When we click Administration / Roles menu, we enter to the role management page:
Roles are used to group permissions. When a user has a role, then the user will have all permissions of that role.
A role is represented by the Role class. Role class can be extended by adding new properties.
Roles can be dynamic or static:
- Static role: A static role has a known name (like 'admin') and this name can't be changed. (But the display name can be changed). It's created on the system startup and can not be deleted on the UI. Thus, we can write codes based on a static role name.
- Dynamic role: We can create a dynamic role after deployment. Then we can grant permissions for that role, we can assign the role to some users and we can delete it. We can not know names of dynamic roles in development time.
One or more roles can be set as default. Default roles are assigned to newly added/registered users by default. This is not a development time property and can be set or changed after deployment.
In startup project, we have static admin role for host (for multi-tenant apps). Also, we have static admin and user roles for tenants. Admin roles have all permissions granted by default. User role is the default role for new users and has no permission by default. These can be changed easily in the AppRoleConfig.cs class under "/Authorization/Roles/" folder in the *.Core project.

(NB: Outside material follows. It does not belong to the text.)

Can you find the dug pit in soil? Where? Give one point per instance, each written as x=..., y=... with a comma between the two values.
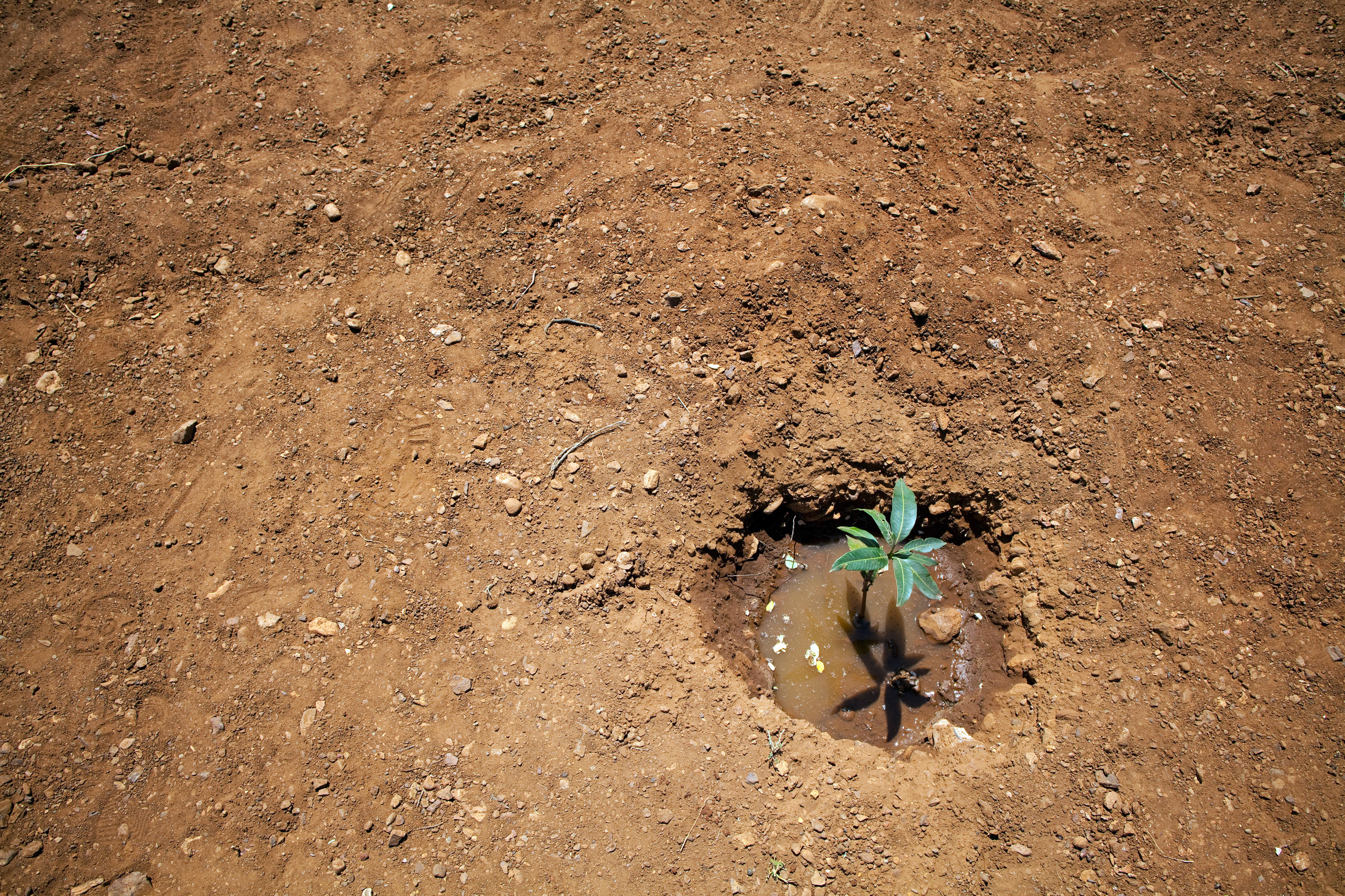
x=884, y=683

Static roles are seeded in HostRoleAndUserCreator.cs and TenantRoleAndUserBuilder.cs classes under "Migrations/Seed/" folder in *.EntityFrameworkCore project.
Since roles are used to group permissions, we can set permissions of a role while creating or editing as shown below:
Note that not all permissions shown in the figure above.
Every tenant has it's own roles and any change in roles for a tenant does not effect other tenants. Also, host has also it's own isolated roles.